あまりに自然なそのしぐさを、庵治はおもしろがった。
「本当にお嬢様だな。車の乗り降りからして、なんでも人にされる生活が染みついてる。ここまで筋金入りははじめてだ」
「変か」
「人は皆、どこかしらおかしいものさ。俺なんて、本当は名前がないしな」
助け起こしてもらいながら、那智は男の顔に見入った。
「結局、君はだれ? どこの子?」
「知らない。金字の子供かもっていわれてる」
「金字は、ああ。佐倉の大旦那か。巳影にとっては祖父だから、君は巳影にとっては叔母ってわけだな。妙な感じだな。年下の叔母って」
またもおもしろがって笑う庵治を、那智はやっぱりまじまじと見つめる。
「俺の顔、何かついてる?」
「巳影はあんまり笑わないんだ。だいたいむすっとしてる」
「へえ。そうなの」
「庵治がニコニコしてると、巳影がニコニコしているみたいでおもしろい」
誘拐に遭っている状態なのだが、那智は上機嫌だった。
エレベーターホールですれちがった従業員は、二人を仲の良い親子だと誤解し、にこやかに会釈した。
「名無しのお嬢さんは、巳影のこと、好きだろ」
「大好きだぞ。何でわかった?」
「顔に書いてあるよ。キスとかしたの?」
からかい交じりの質問に、那智は真顔でうなずいた。
「したら、怒られた」
「そりゃひどい。役得だろうに」
庵治はエレベーターのボタンを押しながら、那智を気の毒がった。
テレビドラマのキスシーンを見た那智に、キスの実験台にされた巳影こそいい迷惑である。

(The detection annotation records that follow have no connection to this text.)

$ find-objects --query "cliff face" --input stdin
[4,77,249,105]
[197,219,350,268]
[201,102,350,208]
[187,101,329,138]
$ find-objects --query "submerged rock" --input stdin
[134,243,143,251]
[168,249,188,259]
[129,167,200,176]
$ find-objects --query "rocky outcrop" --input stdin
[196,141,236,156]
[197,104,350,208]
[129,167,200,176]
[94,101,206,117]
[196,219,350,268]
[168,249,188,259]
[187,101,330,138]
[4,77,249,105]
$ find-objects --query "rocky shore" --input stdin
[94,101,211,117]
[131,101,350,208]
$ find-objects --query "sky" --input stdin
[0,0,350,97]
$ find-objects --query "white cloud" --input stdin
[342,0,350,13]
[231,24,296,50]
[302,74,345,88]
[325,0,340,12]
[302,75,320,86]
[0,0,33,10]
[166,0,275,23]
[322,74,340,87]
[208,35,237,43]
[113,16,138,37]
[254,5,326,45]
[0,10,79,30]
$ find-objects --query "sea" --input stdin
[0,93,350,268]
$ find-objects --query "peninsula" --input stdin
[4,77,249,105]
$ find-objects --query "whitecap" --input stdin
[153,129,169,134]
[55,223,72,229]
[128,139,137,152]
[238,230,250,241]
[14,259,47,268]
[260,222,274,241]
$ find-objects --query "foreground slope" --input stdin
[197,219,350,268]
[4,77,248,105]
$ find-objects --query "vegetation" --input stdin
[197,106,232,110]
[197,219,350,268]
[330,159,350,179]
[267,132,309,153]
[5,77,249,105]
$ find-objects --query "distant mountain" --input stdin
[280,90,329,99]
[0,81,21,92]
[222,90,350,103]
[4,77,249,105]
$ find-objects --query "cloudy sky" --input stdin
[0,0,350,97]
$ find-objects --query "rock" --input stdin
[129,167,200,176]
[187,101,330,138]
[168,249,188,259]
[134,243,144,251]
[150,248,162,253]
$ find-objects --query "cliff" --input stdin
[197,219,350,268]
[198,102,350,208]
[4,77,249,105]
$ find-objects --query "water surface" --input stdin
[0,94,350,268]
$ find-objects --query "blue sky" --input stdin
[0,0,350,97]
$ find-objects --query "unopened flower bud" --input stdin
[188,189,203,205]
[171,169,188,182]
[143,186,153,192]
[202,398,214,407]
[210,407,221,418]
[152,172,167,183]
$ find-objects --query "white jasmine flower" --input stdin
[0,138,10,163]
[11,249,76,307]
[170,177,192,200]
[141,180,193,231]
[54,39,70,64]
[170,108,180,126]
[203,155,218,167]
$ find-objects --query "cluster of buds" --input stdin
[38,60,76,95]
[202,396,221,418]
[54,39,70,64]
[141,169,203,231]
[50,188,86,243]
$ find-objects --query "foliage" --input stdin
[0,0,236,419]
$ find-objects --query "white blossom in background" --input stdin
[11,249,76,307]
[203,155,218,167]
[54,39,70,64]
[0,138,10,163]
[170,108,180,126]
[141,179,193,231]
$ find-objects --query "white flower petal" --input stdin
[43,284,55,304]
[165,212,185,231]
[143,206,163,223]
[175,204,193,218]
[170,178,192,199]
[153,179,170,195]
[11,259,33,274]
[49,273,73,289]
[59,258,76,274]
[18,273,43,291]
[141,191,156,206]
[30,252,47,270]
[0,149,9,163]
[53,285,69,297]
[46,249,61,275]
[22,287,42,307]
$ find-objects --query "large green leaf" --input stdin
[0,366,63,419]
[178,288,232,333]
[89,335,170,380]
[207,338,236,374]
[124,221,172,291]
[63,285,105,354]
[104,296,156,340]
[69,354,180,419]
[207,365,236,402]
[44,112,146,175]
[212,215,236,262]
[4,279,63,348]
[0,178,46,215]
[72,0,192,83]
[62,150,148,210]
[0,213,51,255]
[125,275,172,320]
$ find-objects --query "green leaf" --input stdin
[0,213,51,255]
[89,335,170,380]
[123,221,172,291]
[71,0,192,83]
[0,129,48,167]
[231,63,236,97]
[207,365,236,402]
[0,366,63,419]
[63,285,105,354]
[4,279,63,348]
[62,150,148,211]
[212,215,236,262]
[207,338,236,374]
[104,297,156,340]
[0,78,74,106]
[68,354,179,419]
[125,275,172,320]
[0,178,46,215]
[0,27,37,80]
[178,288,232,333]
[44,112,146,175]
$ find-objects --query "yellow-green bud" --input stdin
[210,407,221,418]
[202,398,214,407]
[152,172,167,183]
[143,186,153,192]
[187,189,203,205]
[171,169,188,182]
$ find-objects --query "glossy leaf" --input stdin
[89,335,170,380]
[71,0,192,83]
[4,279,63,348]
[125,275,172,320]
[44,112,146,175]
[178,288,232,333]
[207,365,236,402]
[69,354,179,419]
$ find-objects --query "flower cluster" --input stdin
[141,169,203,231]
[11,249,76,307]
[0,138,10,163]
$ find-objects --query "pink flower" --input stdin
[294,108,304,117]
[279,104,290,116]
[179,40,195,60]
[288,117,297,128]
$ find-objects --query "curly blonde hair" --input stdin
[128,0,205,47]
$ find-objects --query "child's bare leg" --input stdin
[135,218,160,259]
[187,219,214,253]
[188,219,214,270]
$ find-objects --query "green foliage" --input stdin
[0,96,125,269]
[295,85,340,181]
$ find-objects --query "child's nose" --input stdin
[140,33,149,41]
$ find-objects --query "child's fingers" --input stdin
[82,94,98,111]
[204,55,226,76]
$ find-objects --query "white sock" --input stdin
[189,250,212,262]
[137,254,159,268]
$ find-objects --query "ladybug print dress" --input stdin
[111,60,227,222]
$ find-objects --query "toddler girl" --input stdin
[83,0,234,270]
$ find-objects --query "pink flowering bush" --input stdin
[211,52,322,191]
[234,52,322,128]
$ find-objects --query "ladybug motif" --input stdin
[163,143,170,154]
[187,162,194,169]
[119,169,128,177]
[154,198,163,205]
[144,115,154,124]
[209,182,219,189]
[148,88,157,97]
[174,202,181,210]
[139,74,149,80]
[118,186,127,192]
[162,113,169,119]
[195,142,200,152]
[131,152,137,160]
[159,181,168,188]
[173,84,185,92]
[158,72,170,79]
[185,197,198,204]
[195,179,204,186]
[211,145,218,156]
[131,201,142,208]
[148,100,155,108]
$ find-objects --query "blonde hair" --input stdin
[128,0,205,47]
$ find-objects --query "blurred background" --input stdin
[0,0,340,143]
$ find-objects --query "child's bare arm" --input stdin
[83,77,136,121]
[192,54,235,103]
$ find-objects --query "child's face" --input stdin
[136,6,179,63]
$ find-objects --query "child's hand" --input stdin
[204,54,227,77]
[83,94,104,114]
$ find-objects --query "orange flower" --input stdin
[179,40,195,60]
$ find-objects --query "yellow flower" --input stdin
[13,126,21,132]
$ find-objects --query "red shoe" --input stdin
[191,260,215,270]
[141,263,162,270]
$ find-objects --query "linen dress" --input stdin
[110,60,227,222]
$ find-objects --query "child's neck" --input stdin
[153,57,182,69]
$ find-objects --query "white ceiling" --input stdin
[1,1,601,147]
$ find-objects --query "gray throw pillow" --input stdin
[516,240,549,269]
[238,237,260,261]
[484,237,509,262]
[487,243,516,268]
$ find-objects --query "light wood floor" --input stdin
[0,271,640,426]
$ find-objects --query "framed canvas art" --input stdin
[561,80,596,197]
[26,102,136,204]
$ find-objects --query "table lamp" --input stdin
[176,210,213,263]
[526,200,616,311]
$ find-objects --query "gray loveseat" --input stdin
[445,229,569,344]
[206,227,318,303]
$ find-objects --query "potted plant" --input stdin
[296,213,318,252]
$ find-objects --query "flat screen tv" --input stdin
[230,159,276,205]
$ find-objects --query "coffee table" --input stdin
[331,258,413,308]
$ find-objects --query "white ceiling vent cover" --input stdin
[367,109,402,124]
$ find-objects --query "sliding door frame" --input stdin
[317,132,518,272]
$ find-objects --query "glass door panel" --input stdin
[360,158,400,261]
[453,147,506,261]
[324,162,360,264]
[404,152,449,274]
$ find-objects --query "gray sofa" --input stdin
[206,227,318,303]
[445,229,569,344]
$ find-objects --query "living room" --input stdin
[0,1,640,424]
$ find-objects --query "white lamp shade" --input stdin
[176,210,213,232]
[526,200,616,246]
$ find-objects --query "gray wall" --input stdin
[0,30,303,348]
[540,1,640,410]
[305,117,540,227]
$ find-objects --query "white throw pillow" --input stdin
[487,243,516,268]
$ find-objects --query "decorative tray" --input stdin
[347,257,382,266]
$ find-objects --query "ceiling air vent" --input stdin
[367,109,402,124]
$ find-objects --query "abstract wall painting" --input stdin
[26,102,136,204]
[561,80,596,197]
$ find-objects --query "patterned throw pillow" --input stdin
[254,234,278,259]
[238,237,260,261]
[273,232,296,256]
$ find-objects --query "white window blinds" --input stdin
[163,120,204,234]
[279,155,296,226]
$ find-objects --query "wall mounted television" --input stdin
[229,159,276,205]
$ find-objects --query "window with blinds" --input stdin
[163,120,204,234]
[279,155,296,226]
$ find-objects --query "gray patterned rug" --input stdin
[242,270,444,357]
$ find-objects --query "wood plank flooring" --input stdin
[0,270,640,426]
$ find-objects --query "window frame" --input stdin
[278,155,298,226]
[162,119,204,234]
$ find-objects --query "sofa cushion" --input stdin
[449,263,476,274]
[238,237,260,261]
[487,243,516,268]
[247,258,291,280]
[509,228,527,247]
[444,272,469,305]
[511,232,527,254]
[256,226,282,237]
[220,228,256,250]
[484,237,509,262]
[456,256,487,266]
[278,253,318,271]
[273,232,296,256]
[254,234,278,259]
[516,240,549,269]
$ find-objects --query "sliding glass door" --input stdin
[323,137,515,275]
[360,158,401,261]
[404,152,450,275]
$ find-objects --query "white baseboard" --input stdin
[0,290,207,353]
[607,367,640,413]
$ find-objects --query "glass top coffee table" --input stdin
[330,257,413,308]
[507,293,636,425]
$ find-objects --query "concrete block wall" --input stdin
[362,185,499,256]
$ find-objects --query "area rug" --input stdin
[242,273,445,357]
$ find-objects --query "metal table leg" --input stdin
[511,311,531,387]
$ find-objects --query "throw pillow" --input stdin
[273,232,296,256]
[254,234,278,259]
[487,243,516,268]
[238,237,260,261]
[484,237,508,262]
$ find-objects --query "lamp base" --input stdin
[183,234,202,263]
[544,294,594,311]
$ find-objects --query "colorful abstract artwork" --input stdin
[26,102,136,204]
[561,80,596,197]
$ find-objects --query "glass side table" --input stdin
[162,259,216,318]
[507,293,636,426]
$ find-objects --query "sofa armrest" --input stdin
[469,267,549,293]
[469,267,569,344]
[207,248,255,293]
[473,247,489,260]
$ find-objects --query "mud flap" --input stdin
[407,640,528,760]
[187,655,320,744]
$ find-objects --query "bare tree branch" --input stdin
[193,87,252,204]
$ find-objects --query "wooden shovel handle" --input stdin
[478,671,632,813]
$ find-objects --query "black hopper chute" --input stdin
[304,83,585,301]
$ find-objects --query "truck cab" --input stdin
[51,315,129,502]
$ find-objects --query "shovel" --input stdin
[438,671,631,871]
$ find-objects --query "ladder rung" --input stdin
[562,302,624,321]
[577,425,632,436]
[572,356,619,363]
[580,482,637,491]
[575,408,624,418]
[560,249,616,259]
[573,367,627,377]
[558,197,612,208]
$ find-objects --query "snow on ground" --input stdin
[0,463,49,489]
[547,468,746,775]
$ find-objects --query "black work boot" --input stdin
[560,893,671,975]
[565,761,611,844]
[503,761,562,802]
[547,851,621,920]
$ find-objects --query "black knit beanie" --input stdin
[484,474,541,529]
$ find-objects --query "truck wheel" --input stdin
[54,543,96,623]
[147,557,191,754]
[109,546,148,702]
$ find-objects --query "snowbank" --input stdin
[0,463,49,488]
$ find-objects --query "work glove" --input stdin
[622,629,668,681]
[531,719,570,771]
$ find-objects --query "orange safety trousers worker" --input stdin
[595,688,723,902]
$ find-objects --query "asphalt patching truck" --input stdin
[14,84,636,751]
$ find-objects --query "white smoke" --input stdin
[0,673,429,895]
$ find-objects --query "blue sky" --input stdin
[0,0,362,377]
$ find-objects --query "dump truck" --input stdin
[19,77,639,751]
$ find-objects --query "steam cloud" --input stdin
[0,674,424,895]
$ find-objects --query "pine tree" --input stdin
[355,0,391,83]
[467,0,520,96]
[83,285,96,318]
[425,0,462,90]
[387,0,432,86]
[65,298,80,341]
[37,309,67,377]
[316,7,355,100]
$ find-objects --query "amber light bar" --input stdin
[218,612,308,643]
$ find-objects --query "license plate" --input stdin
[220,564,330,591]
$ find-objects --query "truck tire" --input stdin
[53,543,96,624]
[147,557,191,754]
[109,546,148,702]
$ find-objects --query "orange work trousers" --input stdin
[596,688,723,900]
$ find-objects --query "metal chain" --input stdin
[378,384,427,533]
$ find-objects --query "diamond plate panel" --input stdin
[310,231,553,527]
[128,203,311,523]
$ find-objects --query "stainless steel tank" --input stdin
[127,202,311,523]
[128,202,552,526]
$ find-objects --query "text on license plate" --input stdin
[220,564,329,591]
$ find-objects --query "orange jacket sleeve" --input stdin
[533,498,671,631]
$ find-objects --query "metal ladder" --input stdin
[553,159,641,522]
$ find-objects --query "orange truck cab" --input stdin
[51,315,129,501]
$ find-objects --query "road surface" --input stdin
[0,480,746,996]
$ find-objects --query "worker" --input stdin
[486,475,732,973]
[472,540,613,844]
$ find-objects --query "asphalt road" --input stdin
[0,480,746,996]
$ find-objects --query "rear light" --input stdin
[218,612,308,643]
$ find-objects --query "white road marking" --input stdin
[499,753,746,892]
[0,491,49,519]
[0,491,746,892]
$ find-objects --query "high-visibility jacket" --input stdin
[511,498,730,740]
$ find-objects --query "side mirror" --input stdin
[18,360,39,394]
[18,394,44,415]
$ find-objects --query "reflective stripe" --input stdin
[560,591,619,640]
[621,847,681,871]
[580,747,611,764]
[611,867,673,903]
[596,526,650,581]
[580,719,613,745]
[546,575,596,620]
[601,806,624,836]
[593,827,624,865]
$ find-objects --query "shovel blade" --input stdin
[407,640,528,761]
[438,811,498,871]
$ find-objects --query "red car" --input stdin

「でも、ほっぺたならいいっていったから、ほっぺたにした」
「巳影はしてくれるの?」
「手にしてくれた」
「こんなふうに?」
慣れた様子で、庵治は那智の細い指にキスをした。
通りすがりの女性の宿泊客が、庵治の洗練された服装と、整った顔立ちに一瞥をくれた。
「巳影の代わりに、ほっぺたにもしようか?」
「いい。巳影に、巳影以外とはそういうことはしちゃいけないって言われてるから」
那智は口づけられた手を、庵治のコートにこすりつけた。
悪意はない。那智にあるのは、慣れない感触を払しょくしたいという、ひたすらに己の欲求に素直な心だけである。
「……女の人からこんな仕打ちを受けたの初めてだよ、おじさん」
「初体験か。よかったな」
那智は心の底からいっている。
エレベーターを降りて、二人はホテルの一室に入った。
ベッドが二つ。片方のベッドには男物のシャツやズボンが乱雑に脱ぎ捨てられており、もう片方の枕元には大ぶりなイヤリングが置いてあったが、部屋に女性の姿はなかった。
「まあ、座ってな。巳影もじきに来るだろ」
那智はベッドに腰かけて、ナイトテーブルのビンに気づいた。
中身は琥珀色の液体で満たされ、アルファベットのラベルが貼られている。ウィスキーだ。
「何? 飲みたいの?」
「いいのか!?」
庵治は渋ることなく、グラスに酒を注いだ。冷蔵庫からミネラルウォーターと氷を出してきて、那智に酒をふるまう。つまみも出した。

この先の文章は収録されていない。